I planned to write a little introduction about the trees and animals of the forest, and then explain that there was something more interesting hidden below. But before I knew it, I had written three hundred and fifty words without even getting to the part where I talked about the goddamn fungus. I ended up making a little mention of fungi and the rhizosphere at the end.
I tried using lots of interesting pieces of language in this poem, as well as make the poem in the present tense, to transport the reader into the forest with me. Some things I could improve on is replacing all the boring descriptive words. I tried to get rid of as many as I could while revising, but they still find their way through. I’d also clean up the ending a bit. When I start talking about the rhizosphere, it seems kind of out of place. I was thinking of moving around some of the stanzas but decided against it.

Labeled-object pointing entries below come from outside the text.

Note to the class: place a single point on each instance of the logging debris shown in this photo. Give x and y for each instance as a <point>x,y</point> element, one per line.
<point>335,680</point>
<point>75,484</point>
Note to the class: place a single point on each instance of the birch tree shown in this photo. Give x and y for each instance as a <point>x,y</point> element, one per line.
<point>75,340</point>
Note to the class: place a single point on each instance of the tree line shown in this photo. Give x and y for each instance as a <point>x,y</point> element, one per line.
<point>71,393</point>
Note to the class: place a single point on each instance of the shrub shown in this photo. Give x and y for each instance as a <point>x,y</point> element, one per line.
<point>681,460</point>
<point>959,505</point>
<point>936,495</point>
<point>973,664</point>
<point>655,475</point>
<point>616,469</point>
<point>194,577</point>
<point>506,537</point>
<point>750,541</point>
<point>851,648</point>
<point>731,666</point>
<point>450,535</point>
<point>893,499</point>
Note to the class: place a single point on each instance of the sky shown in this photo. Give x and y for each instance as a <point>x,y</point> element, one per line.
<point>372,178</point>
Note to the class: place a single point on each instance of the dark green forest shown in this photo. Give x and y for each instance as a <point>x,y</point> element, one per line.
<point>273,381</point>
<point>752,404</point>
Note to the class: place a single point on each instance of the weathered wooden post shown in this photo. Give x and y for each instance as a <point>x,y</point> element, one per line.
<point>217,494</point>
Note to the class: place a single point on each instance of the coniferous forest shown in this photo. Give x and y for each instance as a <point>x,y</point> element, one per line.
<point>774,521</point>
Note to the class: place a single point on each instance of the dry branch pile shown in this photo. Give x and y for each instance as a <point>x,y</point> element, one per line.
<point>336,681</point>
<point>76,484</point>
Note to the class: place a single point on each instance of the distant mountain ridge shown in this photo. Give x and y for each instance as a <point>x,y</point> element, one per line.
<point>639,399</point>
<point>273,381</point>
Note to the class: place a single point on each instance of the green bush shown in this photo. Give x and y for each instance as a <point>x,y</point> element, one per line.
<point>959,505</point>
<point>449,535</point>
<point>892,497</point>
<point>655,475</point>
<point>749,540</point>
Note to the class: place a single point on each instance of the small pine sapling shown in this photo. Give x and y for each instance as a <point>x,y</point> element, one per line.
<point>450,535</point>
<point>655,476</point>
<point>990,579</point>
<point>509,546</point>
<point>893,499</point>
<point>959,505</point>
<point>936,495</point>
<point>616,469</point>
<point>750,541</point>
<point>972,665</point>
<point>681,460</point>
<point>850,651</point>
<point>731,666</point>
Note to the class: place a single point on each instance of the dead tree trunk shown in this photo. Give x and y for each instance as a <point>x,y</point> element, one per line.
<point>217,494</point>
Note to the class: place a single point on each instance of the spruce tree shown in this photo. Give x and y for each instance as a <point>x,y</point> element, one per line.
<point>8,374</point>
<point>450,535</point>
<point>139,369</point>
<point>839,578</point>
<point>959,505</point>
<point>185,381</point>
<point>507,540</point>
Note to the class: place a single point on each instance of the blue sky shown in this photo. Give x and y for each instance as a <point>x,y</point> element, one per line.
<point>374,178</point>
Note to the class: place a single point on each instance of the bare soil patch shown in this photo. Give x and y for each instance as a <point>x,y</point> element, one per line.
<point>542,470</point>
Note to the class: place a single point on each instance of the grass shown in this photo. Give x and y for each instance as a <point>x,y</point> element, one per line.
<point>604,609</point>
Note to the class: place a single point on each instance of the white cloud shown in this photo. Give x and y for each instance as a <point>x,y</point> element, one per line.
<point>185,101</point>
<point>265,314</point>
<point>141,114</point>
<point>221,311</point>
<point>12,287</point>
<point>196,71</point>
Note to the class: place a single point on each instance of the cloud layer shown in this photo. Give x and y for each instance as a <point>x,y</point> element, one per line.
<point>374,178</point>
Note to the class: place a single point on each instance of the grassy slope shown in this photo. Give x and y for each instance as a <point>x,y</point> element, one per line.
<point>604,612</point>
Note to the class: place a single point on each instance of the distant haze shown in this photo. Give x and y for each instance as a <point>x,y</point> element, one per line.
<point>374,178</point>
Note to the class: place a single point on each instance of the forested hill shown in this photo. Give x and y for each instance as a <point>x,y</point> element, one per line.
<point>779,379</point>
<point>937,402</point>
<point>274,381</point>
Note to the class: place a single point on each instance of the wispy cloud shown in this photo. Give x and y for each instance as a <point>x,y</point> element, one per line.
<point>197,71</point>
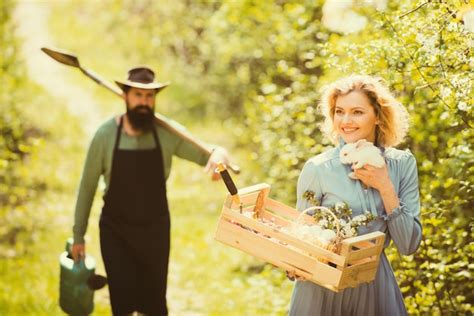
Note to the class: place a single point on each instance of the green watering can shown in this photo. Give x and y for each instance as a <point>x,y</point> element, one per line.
<point>77,283</point>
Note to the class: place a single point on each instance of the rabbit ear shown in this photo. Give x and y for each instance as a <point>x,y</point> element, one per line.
<point>361,143</point>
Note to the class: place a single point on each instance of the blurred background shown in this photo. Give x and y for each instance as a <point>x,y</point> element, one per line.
<point>246,75</point>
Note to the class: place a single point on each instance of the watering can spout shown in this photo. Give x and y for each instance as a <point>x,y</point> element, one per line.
<point>77,283</point>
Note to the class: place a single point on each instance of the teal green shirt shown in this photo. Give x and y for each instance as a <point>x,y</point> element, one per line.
<point>99,163</point>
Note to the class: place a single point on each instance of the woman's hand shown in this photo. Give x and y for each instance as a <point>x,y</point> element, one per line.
<point>377,178</point>
<point>218,155</point>
<point>291,275</point>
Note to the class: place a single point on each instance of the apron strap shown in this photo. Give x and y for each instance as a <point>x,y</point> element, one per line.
<point>155,136</point>
<point>119,131</point>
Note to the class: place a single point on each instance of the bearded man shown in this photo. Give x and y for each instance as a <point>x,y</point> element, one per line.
<point>134,154</point>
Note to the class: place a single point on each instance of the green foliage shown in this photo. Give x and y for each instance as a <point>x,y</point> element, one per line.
<point>426,57</point>
<point>262,63</point>
<point>19,140</point>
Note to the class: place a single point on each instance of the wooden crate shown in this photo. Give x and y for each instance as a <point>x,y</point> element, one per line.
<point>356,262</point>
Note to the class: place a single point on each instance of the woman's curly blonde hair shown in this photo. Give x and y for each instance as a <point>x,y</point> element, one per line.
<point>391,114</point>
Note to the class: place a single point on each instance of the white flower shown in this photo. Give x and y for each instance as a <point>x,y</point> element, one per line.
<point>323,223</point>
<point>468,19</point>
<point>462,106</point>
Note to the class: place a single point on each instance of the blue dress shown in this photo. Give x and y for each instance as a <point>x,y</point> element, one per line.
<point>328,178</point>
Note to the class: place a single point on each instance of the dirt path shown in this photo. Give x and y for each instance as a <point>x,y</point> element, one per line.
<point>32,18</point>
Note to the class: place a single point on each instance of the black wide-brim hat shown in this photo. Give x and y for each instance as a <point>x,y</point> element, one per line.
<point>142,78</point>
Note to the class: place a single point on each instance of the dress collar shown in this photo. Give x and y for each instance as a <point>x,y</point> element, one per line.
<point>341,143</point>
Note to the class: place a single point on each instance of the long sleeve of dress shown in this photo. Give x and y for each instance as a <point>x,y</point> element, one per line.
<point>93,168</point>
<point>404,221</point>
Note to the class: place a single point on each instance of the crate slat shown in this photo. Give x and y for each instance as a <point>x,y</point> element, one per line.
<point>356,262</point>
<point>266,230</point>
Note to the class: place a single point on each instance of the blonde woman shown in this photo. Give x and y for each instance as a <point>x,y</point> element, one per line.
<point>362,107</point>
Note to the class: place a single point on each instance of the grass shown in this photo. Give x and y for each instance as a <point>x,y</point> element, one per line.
<point>205,277</point>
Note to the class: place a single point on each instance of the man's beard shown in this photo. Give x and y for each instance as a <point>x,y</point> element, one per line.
<point>141,117</point>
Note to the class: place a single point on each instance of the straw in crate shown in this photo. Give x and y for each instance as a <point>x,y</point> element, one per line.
<point>264,234</point>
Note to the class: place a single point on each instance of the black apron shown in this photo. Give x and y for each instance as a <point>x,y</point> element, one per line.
<point>135,230</point>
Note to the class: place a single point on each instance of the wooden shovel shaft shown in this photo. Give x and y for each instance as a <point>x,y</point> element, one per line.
<point>72,60</point>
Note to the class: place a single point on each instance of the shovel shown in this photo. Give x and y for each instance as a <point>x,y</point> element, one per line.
<point>71,60</point>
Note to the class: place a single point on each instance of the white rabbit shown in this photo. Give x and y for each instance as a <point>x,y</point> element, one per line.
<point>361,153</point>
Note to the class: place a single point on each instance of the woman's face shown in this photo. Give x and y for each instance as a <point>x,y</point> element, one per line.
<point>354,117</point>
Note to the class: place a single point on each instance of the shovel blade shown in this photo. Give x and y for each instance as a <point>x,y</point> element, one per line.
<point>62,57</point>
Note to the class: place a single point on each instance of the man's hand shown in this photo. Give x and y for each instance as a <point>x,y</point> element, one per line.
<point>218,155</point>
<point>78,251</point>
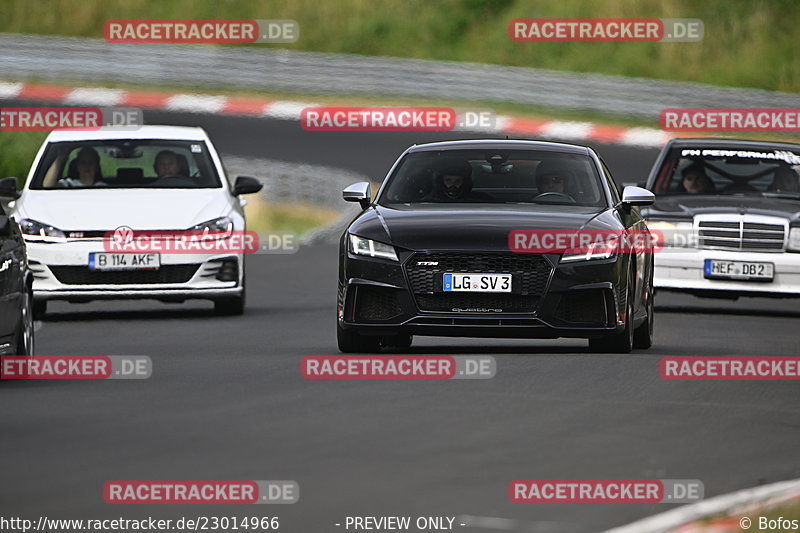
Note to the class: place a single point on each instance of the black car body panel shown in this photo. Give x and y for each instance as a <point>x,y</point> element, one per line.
<point>549,299</point>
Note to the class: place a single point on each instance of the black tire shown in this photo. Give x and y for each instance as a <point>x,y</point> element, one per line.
<point>39,309</point>
<point>353,342</point>
<point>621,342</point>
<point>232,306</point>
<point>398,342</point>
<point>643,336</point>
<point>25,335</point>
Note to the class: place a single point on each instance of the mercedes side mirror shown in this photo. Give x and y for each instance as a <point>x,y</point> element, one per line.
<point>358,192</point>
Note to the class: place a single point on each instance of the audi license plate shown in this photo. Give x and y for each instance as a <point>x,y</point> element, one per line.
<point>477,282</point>
<point>739,270</point>
<point>107,261</point>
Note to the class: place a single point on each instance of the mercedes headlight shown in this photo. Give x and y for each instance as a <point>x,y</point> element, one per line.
<point>33,230</point>
<point>370,248</point>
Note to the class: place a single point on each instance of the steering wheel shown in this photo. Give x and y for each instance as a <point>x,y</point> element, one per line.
<point>173,180</point>
<point>556,195</point>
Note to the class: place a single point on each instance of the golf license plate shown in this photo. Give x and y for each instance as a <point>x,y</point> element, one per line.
<point>109,261</point>
<point>476,282</point>
<point>739,270</point>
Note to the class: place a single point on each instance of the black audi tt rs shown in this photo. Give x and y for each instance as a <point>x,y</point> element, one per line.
<point>436,252</point>
<point>16,282</point>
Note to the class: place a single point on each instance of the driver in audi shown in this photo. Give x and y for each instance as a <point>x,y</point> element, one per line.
<point>551,178</point>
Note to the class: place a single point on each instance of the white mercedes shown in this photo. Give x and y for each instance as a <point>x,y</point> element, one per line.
<point>84,187</point>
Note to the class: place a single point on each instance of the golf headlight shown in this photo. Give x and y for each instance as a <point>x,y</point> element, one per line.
<point>34,230</point>
<point>597,250</point>
<point>218,228</point>
<point>370,248</point>
<point>672,234</point>
<point>794,240</point>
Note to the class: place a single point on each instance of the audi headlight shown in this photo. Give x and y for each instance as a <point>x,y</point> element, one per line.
<point>597,250</point>
<point>673,234</point>
<point>370,248</point>
<point>218,228</point>
<point>794,240</point>
<point>34,230</point>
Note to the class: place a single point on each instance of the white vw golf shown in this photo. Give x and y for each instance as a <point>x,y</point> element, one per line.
<point>86,189</point>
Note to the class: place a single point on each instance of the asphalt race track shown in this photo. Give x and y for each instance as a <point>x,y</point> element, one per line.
<point>226,399</point>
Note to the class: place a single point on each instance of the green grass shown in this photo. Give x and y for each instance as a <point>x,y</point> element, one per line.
<point>748,43</point>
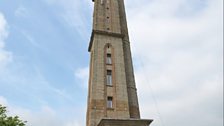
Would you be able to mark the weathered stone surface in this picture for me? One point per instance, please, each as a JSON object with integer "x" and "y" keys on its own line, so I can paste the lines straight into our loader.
{"x": 110, "y": 35}
{"x": 124, "y": 122}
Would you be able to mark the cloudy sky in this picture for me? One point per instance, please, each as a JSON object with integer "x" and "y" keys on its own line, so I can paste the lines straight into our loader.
{"x": 177, "y": 48}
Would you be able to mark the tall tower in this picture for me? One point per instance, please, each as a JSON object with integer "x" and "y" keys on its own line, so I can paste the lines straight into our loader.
{"x": 112, "y": 95}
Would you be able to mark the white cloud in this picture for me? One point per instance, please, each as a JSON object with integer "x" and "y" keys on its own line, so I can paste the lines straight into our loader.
{"x": 5, "y": 56}
{"x": 44, "y": 116}
{"x": 73, "y": 13}
{"x": 178, "y": 46}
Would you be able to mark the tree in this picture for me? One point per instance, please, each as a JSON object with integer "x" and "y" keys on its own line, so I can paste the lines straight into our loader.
{"x": 9, "y": 120}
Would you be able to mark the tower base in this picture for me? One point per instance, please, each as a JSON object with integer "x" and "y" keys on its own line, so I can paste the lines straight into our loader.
{"x": 125, "y": 122}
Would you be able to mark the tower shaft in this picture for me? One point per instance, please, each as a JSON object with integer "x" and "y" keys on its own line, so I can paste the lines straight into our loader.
{"x": 112, "y": 91}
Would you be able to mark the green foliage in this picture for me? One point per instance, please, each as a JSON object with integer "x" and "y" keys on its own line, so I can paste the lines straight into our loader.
{"x": 9, "y": 121}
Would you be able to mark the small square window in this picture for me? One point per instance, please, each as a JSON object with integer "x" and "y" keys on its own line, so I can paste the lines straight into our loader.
{"x": 109, "y": 102}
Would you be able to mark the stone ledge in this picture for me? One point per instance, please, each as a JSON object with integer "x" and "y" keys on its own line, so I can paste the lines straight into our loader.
{"x": 125, "y": 122}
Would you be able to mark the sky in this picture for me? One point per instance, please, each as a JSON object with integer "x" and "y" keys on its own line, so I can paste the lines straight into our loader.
{"x": 177, "y": 50}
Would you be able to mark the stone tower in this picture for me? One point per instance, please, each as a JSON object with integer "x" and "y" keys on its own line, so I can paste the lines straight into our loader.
{"x": 112, "y": 95}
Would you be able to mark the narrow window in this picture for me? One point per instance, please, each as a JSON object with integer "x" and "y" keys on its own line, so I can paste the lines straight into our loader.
{"x": 109, "y": 77}
{"x": 109, "y": 61}
{"x": 109, "y": 102}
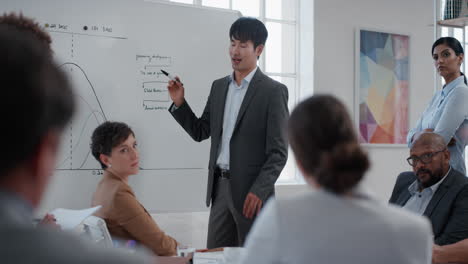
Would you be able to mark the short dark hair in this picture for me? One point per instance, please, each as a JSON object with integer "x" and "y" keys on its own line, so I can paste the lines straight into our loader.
{"x": 23, "y": 23}
{"x": 454, "y": 44}
{"x": 36, "y": 97}
{"x": 249, "y": 28}
{"x": 322, "y": 137}
{"x": 107, "y": 136}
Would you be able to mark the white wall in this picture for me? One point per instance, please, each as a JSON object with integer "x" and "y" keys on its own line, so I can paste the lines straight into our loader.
{"x": 335, "y": 23}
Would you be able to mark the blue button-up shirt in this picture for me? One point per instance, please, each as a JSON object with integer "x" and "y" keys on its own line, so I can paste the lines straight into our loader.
{"x": 234, "y": 98}
{"x": 420, "y": 199}
{"x": 447, "y": 115}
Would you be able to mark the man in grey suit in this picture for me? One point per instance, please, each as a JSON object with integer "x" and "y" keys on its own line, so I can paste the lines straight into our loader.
{"x": 244, "y": 117}
{"x": 434, "y": 189}
{"x": 37, "y": 104}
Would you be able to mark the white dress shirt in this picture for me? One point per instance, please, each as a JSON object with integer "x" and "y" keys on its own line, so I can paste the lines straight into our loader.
{"x": 234, "y": 98}
{"x": 321, "y": 227}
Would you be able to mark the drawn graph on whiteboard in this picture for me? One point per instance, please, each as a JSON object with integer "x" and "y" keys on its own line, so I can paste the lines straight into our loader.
{"x": 89, "y": 116}
{"x": 112, "y": 81}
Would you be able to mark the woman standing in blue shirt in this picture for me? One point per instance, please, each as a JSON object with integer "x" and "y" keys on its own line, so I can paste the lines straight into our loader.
{"x": 447, "y": 112}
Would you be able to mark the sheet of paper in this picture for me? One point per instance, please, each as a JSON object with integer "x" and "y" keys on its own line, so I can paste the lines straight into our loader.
{"x": 69, "y": 219}
{"x": 208, "y": 257}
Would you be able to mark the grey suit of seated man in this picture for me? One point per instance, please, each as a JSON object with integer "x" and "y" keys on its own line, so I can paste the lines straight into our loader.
{"x": 434, "y": 189}
{"x": 37, "y": 103}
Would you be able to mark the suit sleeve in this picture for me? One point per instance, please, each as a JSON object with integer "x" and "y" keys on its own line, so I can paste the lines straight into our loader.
{"x": 276, "y": 143}
{"x": 457, "y": 226}
{"x": 133, "y": 217}
{"x": 197, "y": 128}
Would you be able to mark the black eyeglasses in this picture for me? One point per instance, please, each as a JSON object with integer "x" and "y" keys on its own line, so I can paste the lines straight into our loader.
{"x": 425, "y": 159}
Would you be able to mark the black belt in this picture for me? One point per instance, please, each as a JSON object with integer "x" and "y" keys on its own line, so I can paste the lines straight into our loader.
{"x": 222, "y": 173}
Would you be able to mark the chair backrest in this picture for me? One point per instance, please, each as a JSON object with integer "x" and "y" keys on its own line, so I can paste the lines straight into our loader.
{"x": 96, "y": 230}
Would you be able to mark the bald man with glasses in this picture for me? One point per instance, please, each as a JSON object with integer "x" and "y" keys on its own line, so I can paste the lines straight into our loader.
{"x": 434, "y": 189}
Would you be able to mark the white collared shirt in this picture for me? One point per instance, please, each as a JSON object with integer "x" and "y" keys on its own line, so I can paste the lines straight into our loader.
{"x": 234, "y": 99}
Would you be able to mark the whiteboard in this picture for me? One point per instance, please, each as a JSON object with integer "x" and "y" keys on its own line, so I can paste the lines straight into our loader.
{"x": 113, "y": 51}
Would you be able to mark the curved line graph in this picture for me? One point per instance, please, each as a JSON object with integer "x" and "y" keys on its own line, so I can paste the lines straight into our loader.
{"x": 90, "y": 84}
{"x": 93, "y": 114}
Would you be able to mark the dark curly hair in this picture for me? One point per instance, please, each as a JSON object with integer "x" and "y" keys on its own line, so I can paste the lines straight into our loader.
{"x": 107, "y": 136}
{"x": 36, "y": 97}
{"x": 23, "y": 23}
{"x": 322, "y": 137}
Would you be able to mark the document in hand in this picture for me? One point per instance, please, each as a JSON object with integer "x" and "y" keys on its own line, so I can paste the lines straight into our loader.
{"x": 69, "y": 219}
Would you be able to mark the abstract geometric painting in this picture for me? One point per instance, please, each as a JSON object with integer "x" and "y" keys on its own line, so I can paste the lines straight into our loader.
{"x": 382, "y": 87}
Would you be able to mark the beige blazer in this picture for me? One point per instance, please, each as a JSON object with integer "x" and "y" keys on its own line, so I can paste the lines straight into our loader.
{"x": 126, "y": 218}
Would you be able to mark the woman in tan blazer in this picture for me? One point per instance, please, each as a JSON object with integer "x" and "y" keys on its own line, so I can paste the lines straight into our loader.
{"x": 114, "y": 147}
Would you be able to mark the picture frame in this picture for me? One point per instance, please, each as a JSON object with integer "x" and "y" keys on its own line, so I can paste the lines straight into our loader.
{"x": 382, "y": 87}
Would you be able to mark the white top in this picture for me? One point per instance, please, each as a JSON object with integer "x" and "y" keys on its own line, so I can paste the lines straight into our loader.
{"x": 234, "y": 99}
{"x": 321, "y": 227}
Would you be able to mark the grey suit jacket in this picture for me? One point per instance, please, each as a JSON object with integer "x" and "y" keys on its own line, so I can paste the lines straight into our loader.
{"x": 448, "y": 208}
{"x": 23, "y": 243}
{"x": 258, "y": 147}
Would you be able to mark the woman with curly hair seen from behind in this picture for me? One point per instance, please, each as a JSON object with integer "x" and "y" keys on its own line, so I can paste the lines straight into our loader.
{"x": 337, "y": 222}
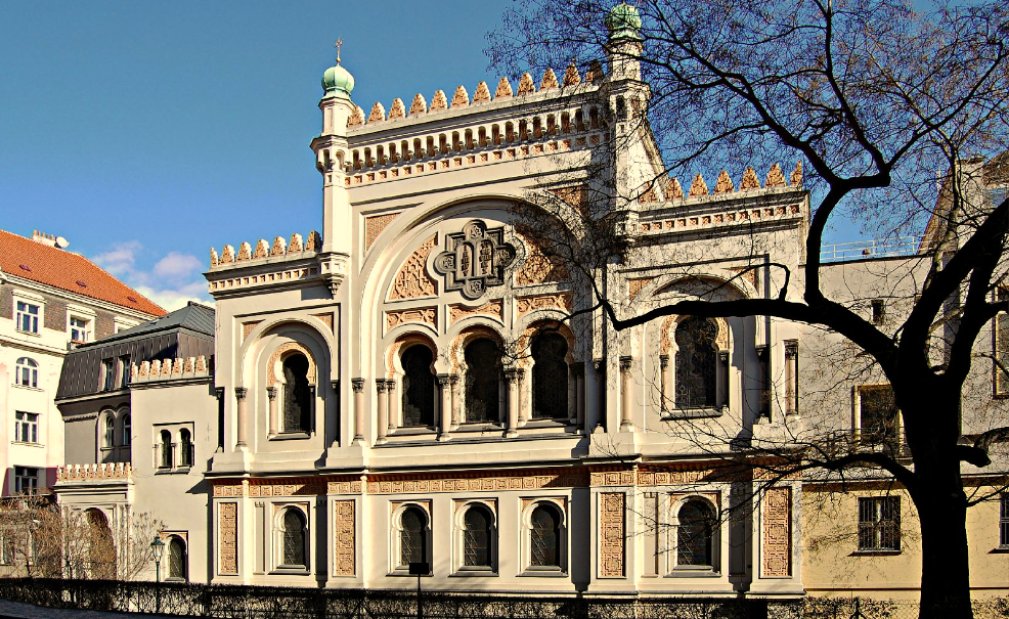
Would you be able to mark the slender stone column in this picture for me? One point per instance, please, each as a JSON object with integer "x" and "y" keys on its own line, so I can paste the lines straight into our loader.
{"x": 393, "y": 405}
{"x": 443, "y": 407}
{"x": 455, "y": 400}
{"x": 512, "y": 380}
{"x": 663, "y": 383}
{"x": 271, "y": 394}
{"x": 358, "y": 387}
{"x": 243, "y": 414}
{"x": 627, "y": 401}
{"x": 382, "y": 391}
{"x": 791, "y": 377}
{"x": 579, "y": 396}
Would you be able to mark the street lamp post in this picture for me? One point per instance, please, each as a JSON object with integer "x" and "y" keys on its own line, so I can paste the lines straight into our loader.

I was revising near the due date of this piece. I didn’t like a lot of the stanzas’ wording, structure, subject, etc. I ended up pruning the poem to almost half its current length. Then I ended up putting back all my work and started to focus on fixing the dislikes instead of just deleting them. Everything ended up okay but wasting my time like that made me think of a passage in the textbook that I read on accident. In summary, it talked about common struggles with revision, saying that someone would try rewriting a sentence 10 times. They’d feel worse and worse about the changes they were making to the sentence, and in the end, would just put the original sentence. I noticed I was making the same mistakes as the examples in the story.”